We recently updated Europe to market weight. We're now starting to see a stabilization of the European economy. It’s by no means a bounce, but we don't necessarily need to see a bounce for European stock markets to behave better. Rumblings concerning the use of fiscal policy are becoming more persistent. Valuations are clearly not very demanding for European companies across all sectors, particularly relative to the long-term averages of their US counterparts. A resumption of global growth would further bring the opportunity for stronger corporate earnings given Europe is such an open economy.
Japan is a market that has room to move.
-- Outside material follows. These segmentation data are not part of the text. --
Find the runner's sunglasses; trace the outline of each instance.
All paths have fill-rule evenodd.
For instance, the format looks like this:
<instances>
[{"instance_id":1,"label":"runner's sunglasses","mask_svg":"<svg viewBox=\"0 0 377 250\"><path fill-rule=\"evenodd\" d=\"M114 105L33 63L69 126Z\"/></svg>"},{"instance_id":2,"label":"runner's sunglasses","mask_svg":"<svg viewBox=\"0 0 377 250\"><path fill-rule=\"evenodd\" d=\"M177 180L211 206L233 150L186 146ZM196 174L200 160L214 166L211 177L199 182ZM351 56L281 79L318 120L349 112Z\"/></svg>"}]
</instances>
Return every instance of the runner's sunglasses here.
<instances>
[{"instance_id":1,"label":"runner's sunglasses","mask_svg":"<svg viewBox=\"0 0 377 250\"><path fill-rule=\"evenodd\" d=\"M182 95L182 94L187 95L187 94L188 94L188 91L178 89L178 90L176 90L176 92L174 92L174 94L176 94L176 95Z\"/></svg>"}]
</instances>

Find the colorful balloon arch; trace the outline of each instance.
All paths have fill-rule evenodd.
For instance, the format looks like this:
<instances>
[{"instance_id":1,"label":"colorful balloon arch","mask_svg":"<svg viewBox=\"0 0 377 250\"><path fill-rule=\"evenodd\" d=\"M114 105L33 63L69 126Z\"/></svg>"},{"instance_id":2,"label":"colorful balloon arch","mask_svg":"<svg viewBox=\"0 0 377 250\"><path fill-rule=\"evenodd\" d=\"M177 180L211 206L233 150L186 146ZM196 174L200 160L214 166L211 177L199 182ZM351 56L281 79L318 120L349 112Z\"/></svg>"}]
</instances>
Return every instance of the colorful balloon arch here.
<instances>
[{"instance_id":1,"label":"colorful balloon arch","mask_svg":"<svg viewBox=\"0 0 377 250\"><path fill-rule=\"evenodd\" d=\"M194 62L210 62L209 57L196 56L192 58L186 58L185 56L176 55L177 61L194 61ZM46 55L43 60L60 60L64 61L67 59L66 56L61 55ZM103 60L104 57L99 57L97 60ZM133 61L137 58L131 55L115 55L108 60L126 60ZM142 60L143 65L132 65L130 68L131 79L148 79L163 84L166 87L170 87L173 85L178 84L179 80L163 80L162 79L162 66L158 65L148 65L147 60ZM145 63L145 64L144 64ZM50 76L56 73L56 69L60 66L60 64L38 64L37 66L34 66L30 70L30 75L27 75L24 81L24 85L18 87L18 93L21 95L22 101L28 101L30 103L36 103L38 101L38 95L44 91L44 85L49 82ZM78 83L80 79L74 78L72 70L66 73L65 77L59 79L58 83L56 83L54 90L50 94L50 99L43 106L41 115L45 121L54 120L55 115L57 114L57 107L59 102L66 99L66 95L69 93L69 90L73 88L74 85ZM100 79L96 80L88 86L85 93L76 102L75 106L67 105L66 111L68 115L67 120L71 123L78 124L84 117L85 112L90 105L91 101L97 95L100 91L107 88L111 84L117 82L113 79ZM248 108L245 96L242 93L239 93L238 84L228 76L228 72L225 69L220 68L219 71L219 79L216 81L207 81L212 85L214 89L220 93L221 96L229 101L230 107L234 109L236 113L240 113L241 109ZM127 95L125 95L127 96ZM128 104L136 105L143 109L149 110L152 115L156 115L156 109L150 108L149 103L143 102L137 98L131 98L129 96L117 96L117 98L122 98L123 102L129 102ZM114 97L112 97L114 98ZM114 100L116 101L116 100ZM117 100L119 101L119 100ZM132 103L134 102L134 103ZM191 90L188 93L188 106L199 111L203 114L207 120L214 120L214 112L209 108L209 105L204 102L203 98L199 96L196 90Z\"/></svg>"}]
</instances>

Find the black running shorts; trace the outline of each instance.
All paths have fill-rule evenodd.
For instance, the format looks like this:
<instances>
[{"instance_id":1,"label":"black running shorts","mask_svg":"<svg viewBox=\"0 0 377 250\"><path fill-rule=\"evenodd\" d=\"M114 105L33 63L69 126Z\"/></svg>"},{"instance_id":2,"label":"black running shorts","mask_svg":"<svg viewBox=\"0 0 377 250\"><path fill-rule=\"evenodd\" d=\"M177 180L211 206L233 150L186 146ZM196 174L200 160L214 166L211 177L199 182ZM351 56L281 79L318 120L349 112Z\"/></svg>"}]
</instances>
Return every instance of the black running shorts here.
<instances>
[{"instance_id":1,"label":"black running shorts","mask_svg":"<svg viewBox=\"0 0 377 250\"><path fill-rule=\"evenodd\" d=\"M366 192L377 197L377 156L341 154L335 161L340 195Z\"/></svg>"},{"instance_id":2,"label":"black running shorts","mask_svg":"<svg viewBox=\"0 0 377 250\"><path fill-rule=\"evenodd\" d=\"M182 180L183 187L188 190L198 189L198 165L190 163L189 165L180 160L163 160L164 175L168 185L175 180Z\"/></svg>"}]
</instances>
It's under-owned, cheap, and clearly could benefit from global PMI bouncing and an easing in trade uncertainty, particularly as it has recently signed three trade deals. Economic growth is likely to be hit by the recent implementation of a sales tax, but the economy will benefit from very low unemployment, and is gearing up for fiscal stimulus while monetary policy is loose.
Overall, growth should improve across emerging markets thanks to a fall in aggressive protectionism and lower global interest rates, while the US dollar not rallying any further could provide a further tailwind. This is clearly a very wide universe and we would be cautious on countries beset by domestic economic difficulties as in the case of South Africa, where fiscal concerns are elevated.”